Apesar das citações que embasam os valores da Empresa X terem se esgotado, há outros heróis do Vale do Silício cujas falas não são diretamente citadas pelos trabalhadores dessa empresa, mas que exercem muita influência em seus valores. O sul-africano Elon Musk é um exemplo deles. O empresário é fundador e acionista da Tesla Motors (veículos elétricos), Solar City (energia fotovoltaica), Open AI (inteligência artificial), Neuralink (interação homem-máquina), The Boring Company (túneis subterrâneos e suspensos) e a SpaceX (serviços espaciais). Os lançamentos dos foguetes da Space X são assistidos no telão do escritório da Empresa X e as reportagens mais recentes do bilionário sul-africano são compartilhadas no grupo #random da ferramenta de comunicação corporativa Slack. L2, o seu maior admirador na empresa, comenta:

O Elon Musk cuida de uma empresa automotiva, uma empresa de foguetes, uma empresa de infraestrutura urbana, uma fábrica de software em inteligência artificial e uma empresa de energia. Por quê? Porque ser generalista é o novo jeito de ganhar dinheiro, é a nova missão do ser humano (Entrevista 1 com L2)

Veja o peso das palavras de L2. Ele considera Elon Musk um missionário do progresso da humanidade, alguém que ajudará a construir o futuro e mostrará o caminho que deve ser seguido pelas pessoas. Esse caminho alia inovações ousadas e pessoas generalistas. Essa é a visão de L2 e de grande parte dos funcionários da Empresa X sobre Elon Musk, contudo, em uma visão mais abrangente, a figura de Elon Musk é bastante controversa. Sua irreverência já lhe causou muitos problemas. O episódio mais célebre foi o de quando Elon Musk deu uma entrevista fumando maconha e tomando whisky para um podcast de Joe Regan, um comentarista de UFC norte-americano. Também houve um suposto vazamento de informação privilegiada que o empresário teria divulgado pela rede social Twitter, bem como uma ofensa ao médico Joe Harris, um crítico de uma de suas empresas, que resgatou 12 crianças na Tailândia presas em uma caverna inundada (BOMEY, 2018). Essas atitudes polêmicas tendem a ser admiradas ou abrandadas pelos funcionários da Empresa X, devido à suposta genialidade de Elon Musk e suas soluções.

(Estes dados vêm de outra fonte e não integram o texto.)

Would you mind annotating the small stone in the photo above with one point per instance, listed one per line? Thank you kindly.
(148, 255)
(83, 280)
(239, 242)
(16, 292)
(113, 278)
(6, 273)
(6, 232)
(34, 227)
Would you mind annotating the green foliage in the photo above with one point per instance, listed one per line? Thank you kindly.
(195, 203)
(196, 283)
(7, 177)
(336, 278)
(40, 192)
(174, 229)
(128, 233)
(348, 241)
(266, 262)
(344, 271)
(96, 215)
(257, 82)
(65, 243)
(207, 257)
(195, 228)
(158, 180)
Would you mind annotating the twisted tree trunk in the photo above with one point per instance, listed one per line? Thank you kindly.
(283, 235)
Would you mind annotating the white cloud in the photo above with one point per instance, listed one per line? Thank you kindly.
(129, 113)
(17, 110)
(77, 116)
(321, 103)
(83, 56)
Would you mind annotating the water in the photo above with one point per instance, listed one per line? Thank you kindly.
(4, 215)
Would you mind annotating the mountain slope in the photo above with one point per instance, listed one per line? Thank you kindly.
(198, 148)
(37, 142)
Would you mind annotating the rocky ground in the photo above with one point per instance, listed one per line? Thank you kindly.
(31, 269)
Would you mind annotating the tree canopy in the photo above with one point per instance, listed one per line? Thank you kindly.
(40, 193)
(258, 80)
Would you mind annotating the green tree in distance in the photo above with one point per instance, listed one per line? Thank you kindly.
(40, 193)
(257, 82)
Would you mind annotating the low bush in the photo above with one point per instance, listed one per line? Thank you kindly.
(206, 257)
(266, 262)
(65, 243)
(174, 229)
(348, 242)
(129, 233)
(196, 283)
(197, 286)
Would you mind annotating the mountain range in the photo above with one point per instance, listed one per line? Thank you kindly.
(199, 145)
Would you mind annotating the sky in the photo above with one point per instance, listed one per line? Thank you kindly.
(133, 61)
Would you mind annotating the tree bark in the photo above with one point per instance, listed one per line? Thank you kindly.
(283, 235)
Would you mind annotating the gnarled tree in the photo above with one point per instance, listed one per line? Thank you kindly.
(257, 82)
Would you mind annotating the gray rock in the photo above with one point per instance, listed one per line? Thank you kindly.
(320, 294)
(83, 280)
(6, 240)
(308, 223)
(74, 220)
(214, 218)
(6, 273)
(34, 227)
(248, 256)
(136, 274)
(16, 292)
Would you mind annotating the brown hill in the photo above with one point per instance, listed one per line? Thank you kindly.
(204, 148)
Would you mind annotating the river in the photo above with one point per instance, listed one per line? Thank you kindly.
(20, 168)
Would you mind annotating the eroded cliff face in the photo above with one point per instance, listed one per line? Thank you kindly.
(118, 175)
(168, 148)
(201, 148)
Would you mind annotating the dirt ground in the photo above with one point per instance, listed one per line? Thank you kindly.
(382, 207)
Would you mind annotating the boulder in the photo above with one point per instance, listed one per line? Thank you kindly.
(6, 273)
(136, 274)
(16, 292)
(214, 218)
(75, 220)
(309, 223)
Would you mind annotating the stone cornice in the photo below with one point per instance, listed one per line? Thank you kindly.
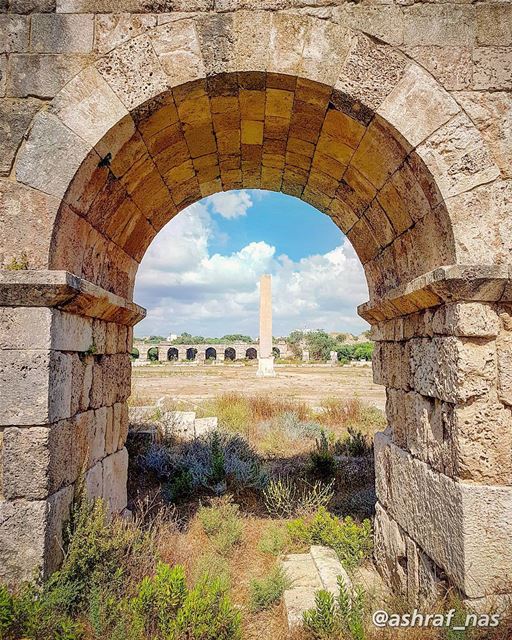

Por fim, há uma admiração a Bill Gates no que diz respeito a sua fortuna e a sua generosidade. Isso se dá pelo fato de ele, sua esposa e outros bilionários terem instituído o

giving pledge, um pacto assinado por pessoas muito ricas apara deixar em seu testamento pelo

menos metade de sua fortuna para instituições de filantropia. Aos olhos de L2, tais atitudes são tidas como genuinamente bondosas e a grande solução para situações de disparidade socioeconômica mundo afora (ver tópico “liberdade e igualdade”). Contudo, há um debate entre os admiradores de Bill Gates e os mais céticos: estamos lidando com assistencialismo para o reforço da legitimidade dos poderosos ou caridade genuína? Essa é uma questão que não pretendemos responder e deixamos para que o leitor reflita.